Taken a step further back, they might also agree that they love sports, and once in they are engaging in this new space of mutuality and alignment around a broader topic, they might discover that both of their children play sports. Soon, the conversation may turn to how much they both love their children and families… and onward and upward the conversation goes. From this perspective, mutual respect and other such things that are required to find resolve and reconciliation begin to open up, and a new space is created to revisit the conversation around duelling sports teams. To bring the sports metaphor home, let's take a look at the individual sports fan. You have a guy who sits on the edge of his couch and anxiously anticipates each play. He screams wildly with either excitement or angst with every pitch, throw, or kick of the ball. But that single play is merely part of a game; and that game is merely part of a series; and that series is merely part of a season; and that season is merely part of a sport; and that sport is merely part of all athletics; and athletics is merely part of a culture; and that culture is merely part of a society; and that society is merely part of nation; and that nation is merely part humanity; and humanity is merely part of a galaxy; and that galaxy is merely part of a universe….

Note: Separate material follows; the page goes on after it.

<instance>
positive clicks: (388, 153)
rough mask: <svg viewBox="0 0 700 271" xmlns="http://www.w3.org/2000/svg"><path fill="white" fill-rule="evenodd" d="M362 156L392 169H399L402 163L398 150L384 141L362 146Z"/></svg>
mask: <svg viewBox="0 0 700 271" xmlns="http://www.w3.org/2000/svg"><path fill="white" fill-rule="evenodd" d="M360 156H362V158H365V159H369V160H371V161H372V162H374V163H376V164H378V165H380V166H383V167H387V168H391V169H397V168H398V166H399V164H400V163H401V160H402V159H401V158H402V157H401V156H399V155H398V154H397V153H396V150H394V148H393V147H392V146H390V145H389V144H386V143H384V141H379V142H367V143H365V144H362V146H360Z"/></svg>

With sufficient perspective, one begins to see and experience that a play in a game does not equal… much at all. But we tend to lose perspective – rather easily I might add. But in doing so, we are also losing the opening for respect from others and the ease in which others can be around us. This is the inherent trade-off in holding onto micro-truths that run incongruent with the whole. In disputes over religious differences, sometimes the only perspective that can be mutually agreeable is that we are all human beings designed by our Creator.